After the debate, an early online poll from Reuters/Ipsos shows Christie outmaneuvered by businesswoman Carly Fiorina. According to that poll, which included just more than 250 Republican voters, Christie is tied with B-team debaters like former Texas Gov. Rick Perry and Louisiana Gov. Bobby Jindal with 1 percent of the vote. A Suffolk University poll Tuesday showed that while nearly 11 percent of likely Republican Iowa caucusgoers found Christie's confrontation with Paul to be the most memorable moment of the debate, just one person out of 300 surveyed thought Christie was the most impressive candidate onstage.
But Mike DuHaime, a strategist for Christie's campaign, says the field is still "completely wide open."
"Christie has methodically moved up," DuHaime says. "We feel good right now and also realize there is a really long way to go."
While the campaign points out that Christie has been spending time in several early states, Christie's strategy and his donors' hopes have long been settled on performing well in New Hampshire.
"New Hampshire really becomes the test for him," Bill Kilberg, Bobbie's husband, said before the debate. "There is no test before that that really counts."

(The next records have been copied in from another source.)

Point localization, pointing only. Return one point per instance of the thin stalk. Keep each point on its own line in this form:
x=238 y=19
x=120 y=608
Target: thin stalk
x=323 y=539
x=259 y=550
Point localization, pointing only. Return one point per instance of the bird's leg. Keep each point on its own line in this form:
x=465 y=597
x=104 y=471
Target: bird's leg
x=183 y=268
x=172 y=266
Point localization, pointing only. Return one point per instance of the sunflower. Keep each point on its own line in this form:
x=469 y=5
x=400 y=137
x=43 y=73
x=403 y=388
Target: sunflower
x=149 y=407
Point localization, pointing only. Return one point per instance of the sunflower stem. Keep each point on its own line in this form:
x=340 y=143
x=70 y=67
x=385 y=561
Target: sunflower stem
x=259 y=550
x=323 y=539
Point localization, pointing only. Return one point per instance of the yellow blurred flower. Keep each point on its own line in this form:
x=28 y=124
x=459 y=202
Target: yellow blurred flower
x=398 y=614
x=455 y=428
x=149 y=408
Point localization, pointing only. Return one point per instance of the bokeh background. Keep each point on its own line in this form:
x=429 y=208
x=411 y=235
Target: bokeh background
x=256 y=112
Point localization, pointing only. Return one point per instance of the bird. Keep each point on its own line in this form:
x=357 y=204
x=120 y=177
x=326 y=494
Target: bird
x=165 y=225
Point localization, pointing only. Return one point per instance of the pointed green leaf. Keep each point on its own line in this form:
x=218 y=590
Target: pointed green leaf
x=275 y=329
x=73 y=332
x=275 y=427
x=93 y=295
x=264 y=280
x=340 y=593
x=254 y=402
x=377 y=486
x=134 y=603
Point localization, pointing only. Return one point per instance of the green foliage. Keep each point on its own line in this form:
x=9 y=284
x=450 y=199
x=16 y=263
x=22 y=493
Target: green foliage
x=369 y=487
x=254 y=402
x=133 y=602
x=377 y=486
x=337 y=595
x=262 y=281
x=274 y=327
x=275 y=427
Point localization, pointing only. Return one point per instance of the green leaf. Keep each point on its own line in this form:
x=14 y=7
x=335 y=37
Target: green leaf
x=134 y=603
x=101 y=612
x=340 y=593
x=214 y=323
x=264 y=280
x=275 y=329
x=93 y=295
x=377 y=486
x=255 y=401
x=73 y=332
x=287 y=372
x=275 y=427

Gene Ulm, a pollster for Christie's super PAC, America Leads, says that New Hampshire is "tailor-made for Christie."
"If you look at his travel schedule, you are seeing how much he is campaigning there," Ulm says. "John McCain did about 160 trips, and I would look for Chris Christie to beat that mark."
Ulm says polling shows that voters who go and see Chris Christie in a town hall or campaign rally in New Hampshire are twice as likely to have a favorable opinion of him.
"If you go see him, you see the power and the force of this guy," Ulm says.
Whether Christie can stay afloat, however, long enough to make his appeal to voters will have everything to do with how long his donors will stick around. For now, his debate performance was enough to keep them believing.
Correction: An earlier version of this story misidentiefied the governor's association Christie led. It was the Republican Governors Association.